Lin et al. measured telomerase activity and telomere length in various subtypes of T and B cells (CD4+, CD8+CD28+ and CD8+CD28− T and B cells). They found the longest telomere and highest telomerase activity was in B cells, while shortest telomere and lowest telomerase activity was in CD8+CD28− cells.25 In patients with unstable angina, telomerase activity in polymorphonuclear neutrophils in aterosclerotic plaques was found significantly higher compared to circulating neutrophils and this was suggested to be related to activation of inflammatory cells in early stage of instability and their locally prolonged survival.26 In our study, telomerase activity assessment in T and B subtypes was lacking since subtype analysis for PBMC was not performed. However, accelerated atherosclerosis and chronic micro-inflammation can be speculated as contributing factors to the findings in this study. Further studies will set light to this issue.

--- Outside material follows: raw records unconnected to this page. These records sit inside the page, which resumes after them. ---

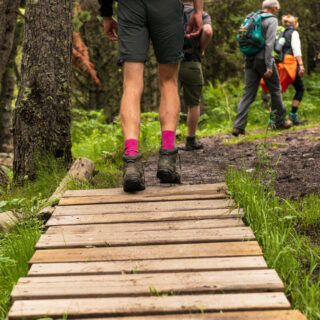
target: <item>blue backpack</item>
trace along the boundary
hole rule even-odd
[[[271,13],[257,11],[250,13],[242,22],[238,31],[237,40],[240,51],[247,56],[255,56],[264,48],[264,39],[261,31],[262,19],[274,17]]]

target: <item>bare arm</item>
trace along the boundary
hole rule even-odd
[[[202,28],[203,0],[194,0],[194,12],[189,20],[186,37],[196,37]]]
[[[212,39],[213,31],[211,24],[205,24],[202,27],[202,35],[200,39],[200,55],[204,55],[204,51],[206,50],[208,44]]]
[[[99,0],[100,14],[103,17],[104,33],[109,40],[118,40],[118,22],[112,18],[113,0]]]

Obesity was reported to accelerate cellular aging and was found associated with telomere shortening.17-19 In our study, high BMI was associated with low telomerase activity in CKD patients. Telomerase activity levels were lower in obese patients. This result supports the previous observations suggesting obesity is related with telomere shortening in CKD patients.
Telomerase activity in PBMC was found negatively correlated with oxidized LDL-C.27 Statin treatment was associated with high telomerase activity and long telomeres, independent from age, lipid levels and inflammation.28 In our study, unlike previous studies, telomerase activity in PBMC was not associated with LDL-C. This result may be due to the fact that 1/5 of our patients were on statins.
Cross-sectional design and relatively small number of patients and controls are the other limitations of our study.
In conclusion; to our knowledge, this study is important for being the first to evaluate the relation between CKD stages and telomerase activity in PBMC. Based on the results of our study, it can be concluded that telomerase activity in PBMC is increased in CKD patients compared to healthy individuals. Telomerase activity in PBMC is increased with advancing stage in CKD patients and particularly in end-stage renal failure. Confirmation of this result in further studies may open new horizons in prevention of biological aging.